In this page, you can find references to the code and the data I have used in most of my publications.
This is a new toolkit for Entity Resolution (ER) that applies uniformly to both structured (i.e., relational database, CSV files) and semi-structured (RDF & XML files) data. It can be used in three different ways:
- As an open-source library (in Java) for expert users that combines state-of-the-art methods for blocking and matching into an end-to-end Entity Resolution workflow (Github repository).
- As a user-friendly desktop application with a wizard-like interface that allows even lay users to build complex ER workflows with out-of-the-box solutions, i.e., without the need to fine-tune any configuration parameters (Github repository).
- As a workbench for comparing the performance of various ER workflows over a series of established benchmark datasets.
This framework comprises the code in Java that I have used in my research on Information Integration. I have implemented algorithms for (blocking-based) Entity Resolution both from my own papers and from the literature. Most methods apply uniformly to both structured data (e.g., databases) and semi-structured data, i.e., entity profiles extracted from the Web Data. This is ensured by modeling every entity as a set of uniquely identified name-value pairs. Apart from the code, the framework also contains established datasets for testing all methods.

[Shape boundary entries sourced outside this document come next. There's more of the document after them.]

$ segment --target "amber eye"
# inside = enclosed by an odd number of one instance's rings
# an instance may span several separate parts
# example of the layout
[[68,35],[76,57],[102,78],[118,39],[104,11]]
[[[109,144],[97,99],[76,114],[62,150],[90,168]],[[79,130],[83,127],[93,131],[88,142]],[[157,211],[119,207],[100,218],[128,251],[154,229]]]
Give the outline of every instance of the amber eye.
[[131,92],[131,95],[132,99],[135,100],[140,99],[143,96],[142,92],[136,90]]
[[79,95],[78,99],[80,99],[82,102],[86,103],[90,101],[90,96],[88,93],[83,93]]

This framework comprises practically all methods that I have used in my research on Web Usage Mining.The code in Java actually implements the three layers of revisitation prediction that are described in the survey paper “Methods for web revisitation prediction: survey and experimentation“. All methods cover both client-side and server-side revisitation prediction. The framework also contains guidelines for downloading 4 real-world datasets, 2 for each type of revisitation prediction.
This framework comprises the code in Java that I have used in my research on Text Mining. In essence, it implements the bag and the graph representation models that can be used for topic classification. They are analytically described in the paper “Graph vs. bag representation models for the topic classification of web documents“. In the near future, I will enrich the framework with some of the datasets I have used in my experiments.